PineAP

PineAP is PineAP is the center of the WiFi Pineapple's rogue access points, client management and filtering. - More info on PineAP here.

Our FIlter list here is VERY important as if this is not configured right, we can end up with targets that we are not authorized to be testing. More info on filtering is here on their docs. I choose Allow for both filters by default as to not allow any unwanted/unallowed connections.

Client Filter

This chooses what devices may or may not connect.

• Allow - Only the allowed listed devices can connect.

• Deny - All devices can connect except the listed devices.

SSID Filter

This specifies the spoofed networks for which the WiFi Pineapple will allow associations.

Open AP

The WiFi Pineapple can advertise a single Open SSID, or respond for any requested SSID that matches the filter rules.

Multiple Open Access Points.

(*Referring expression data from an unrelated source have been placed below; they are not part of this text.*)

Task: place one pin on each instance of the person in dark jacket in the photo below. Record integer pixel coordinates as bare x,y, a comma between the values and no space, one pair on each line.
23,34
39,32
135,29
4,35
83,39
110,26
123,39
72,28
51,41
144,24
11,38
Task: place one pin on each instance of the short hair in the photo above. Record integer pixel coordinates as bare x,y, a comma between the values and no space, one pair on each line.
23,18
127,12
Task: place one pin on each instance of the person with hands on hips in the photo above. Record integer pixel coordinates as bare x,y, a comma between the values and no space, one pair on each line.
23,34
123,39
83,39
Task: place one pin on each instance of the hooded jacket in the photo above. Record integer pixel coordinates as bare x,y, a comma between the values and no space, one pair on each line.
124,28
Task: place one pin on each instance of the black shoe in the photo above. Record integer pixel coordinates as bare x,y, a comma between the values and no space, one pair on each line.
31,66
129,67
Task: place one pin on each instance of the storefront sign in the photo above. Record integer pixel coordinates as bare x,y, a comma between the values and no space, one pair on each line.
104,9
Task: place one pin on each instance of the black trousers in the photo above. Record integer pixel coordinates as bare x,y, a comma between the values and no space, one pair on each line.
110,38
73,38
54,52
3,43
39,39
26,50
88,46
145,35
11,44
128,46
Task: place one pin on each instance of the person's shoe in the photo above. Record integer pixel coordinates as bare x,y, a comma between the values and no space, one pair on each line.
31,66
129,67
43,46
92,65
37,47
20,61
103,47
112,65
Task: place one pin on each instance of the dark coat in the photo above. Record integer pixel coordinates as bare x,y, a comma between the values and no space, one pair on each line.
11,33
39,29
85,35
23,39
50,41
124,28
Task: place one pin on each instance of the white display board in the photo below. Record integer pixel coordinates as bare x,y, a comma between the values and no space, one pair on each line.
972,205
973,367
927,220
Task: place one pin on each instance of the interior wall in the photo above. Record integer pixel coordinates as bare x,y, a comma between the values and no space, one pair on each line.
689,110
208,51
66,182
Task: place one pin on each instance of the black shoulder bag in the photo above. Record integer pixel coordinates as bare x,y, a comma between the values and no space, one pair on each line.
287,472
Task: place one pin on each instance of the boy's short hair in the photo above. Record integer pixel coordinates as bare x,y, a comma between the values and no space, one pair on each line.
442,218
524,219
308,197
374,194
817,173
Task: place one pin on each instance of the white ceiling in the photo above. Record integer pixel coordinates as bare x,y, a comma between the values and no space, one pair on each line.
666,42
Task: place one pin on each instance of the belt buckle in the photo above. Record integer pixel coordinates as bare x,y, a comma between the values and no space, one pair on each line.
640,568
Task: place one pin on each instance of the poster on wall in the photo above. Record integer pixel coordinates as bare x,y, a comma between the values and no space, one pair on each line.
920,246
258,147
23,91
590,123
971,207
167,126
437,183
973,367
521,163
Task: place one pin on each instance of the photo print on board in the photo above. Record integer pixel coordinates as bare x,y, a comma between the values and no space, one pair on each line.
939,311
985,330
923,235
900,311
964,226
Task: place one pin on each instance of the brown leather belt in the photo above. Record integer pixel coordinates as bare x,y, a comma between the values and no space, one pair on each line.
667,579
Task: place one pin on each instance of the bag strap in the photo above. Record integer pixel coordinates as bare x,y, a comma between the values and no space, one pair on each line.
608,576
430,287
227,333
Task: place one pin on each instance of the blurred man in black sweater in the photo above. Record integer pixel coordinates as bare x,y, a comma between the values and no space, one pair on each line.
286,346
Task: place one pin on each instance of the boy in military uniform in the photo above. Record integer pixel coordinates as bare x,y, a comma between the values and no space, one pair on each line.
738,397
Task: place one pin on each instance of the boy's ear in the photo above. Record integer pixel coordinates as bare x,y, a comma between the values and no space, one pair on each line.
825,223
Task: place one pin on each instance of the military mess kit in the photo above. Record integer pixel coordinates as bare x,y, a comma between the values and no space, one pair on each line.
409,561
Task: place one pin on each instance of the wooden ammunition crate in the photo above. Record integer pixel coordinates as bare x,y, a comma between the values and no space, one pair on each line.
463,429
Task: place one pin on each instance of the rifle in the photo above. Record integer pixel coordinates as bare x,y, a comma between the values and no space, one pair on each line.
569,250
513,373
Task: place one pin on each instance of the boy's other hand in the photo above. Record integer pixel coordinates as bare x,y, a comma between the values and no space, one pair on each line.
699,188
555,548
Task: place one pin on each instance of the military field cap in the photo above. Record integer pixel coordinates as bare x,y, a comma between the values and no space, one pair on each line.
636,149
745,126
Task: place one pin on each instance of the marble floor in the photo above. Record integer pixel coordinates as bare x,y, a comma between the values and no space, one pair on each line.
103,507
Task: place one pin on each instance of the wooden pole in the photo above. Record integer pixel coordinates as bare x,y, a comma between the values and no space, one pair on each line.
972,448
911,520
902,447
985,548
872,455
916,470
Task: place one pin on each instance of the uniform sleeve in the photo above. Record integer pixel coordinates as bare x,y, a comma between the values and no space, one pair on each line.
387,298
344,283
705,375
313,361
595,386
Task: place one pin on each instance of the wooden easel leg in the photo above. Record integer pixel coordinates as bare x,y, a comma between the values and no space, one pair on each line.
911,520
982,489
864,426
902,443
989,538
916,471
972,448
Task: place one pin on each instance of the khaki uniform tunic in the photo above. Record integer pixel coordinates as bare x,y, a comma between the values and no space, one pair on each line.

When "Impersonate All Networks" is enabled, the WiFi Pineapple will answer for all SSIDs which are permitted by the filter configuration. Filters can be used to tune the responses for your engagement, by either allowing all SSIDs in the filter list, or denying all SSIDs not in the filter list.

Evil WPA

The Evil WPA access point is used to impersonate a WPA (or WPA2) PSK network. It can also be used to collect partial handshakes for use with external cracking tools when the PSK is not known.

Here we want to name our Evil WPA SSID after our target(s), and spoof the target(s) MAC address as well. Be sure to add the target(s) SSID to the SSID Filter.